If this encryption takes place with a security IC and keys inside IC, where do you see the risks that someone could hack a security chip that is made for this purpose? Both code and keys & random number generator are all in the chip.

Best regards,

Peter

#6

Does such chip wipe its secrets when it loses power? If not, then anyone who can read the LoRaWAN secrets (by having physical access to the device) could also take the chip and use it?

#7

Hello Andrew,

Can you also clarify a bit on the overhead of bytes added to the payload(s) associated with the ECC encryption?
Do you have a rough percentage?

Peter

#8

It does, it has several anti-tampering measures with it.
If you like more insight, the information can be found on the Atmel/Microchip website.

#9

Peter,

As always the question is the level of protection required. A determined opponent will find a way into the product given time, hardware and target nodes. The chips have an impressive number of options to protect against tampering, using all of them correctly to get the highest level of security will be one of the biggest challenges. (Implementing security algorithms correctly is where most coders go wrong, I think this holds for interfacing with security hardware as well)

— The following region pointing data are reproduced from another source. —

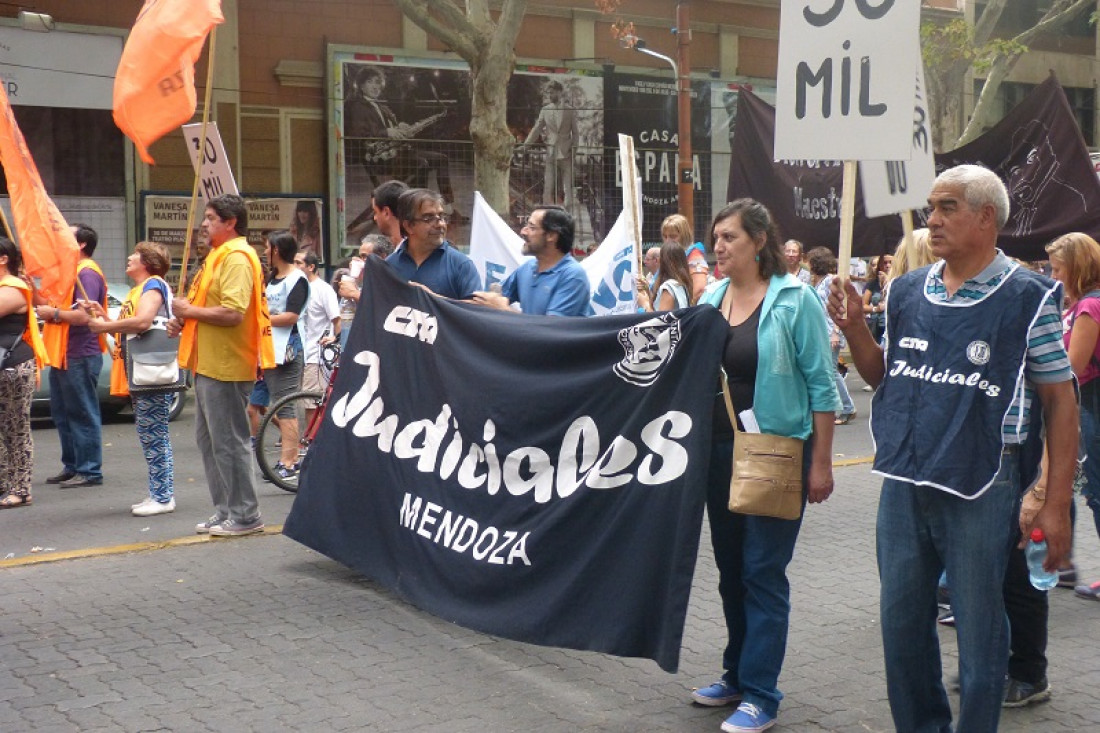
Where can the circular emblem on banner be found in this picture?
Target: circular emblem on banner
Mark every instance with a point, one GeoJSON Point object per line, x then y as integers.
{"type": "Point", "coordinates": [648, 348]}
{"type": "Point", "coordinates": [978, 352]}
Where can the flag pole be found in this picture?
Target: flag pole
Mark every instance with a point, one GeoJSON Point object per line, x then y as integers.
{"type": "Point", "coordinates": [182, 286]}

An obvious attack point for me would not be the security chip but the sensor and controller communicating with it. Why bother going for the difficult part when other components can be manipulated. For instance a temperature sensor could be replaced by a controller implementing the same interface making the controller assume it is talking to the sensor while you are feeding it random values.
Another obvious hack would be to start a DoS attack by simply triggering the protection mechanisms of the chip rendering the node in-operational, incurring large costs to replace/repair (if you can be bothered)

Best regards,

Jac

1 Like
#10

I was talking about signing the data - please read responses properly.
When you sign the data using your private key you also need to include the generated digital signature. In the case of the ATECC508A, this can be 64 bytes (need to double check exact size).

I’m using the chip to generate the application key as part of the device provisioning process.

Andrew

#11

Interesting suggestions, thanks!

#12

Thanks for the clarification!

#13

I believe the data in Non Volatile

The data on most of these crypto modules is also not stored in plain text so even offline you shouldn’t be able to recover the keys

Andrei

#14

Note that the SODAQ ExpLoRer has the mentioned ATECC508A on board!

#15

@andrewl
Do you know where we can have “real life” sample code using ATECC508A to store keys ?

Anyway, would it be “unsafe” to store session keys (retrieved after 1st join) in this chip to avoid rejoin proccess ? Of course doing a full join sometime (ie once a week) ?

#16

There is no need to join every week. If you send some data a couple of times every week the keys will stay valid. (You could use a confirmed transmit a couple of times a week to check if the keys are still valid)
Joining too often will only increase the chances of duplicate nonces…

#17

Even more, bugs aside, the keys should never expire unless a node joins again.

#18

Guys, thanks,
But in this case, what happens if backend reset or any events expire keys (server crash or whatever) ?
does LMIC send will detect and try a rejoin or do I need to check in my application ?
It’s just for this case I wanted to do join again sometime.

Any way, any option to “know” when keys are not valid anymore ?

#19

It really should not happen, but I guess that’s a discussion for LoRaWAN Session Termination/Expiration?

#20

What scenarios would such an additional security chip prevent? Preventing possible altering of sensor values is a bit vague to me. Could you please give a few actual examples including how such a chip could prevent it?

The things like hardware tampering are like jac also mentions still possible I believe. Is reverse engineering of arduino firmware a realistic thing to fear?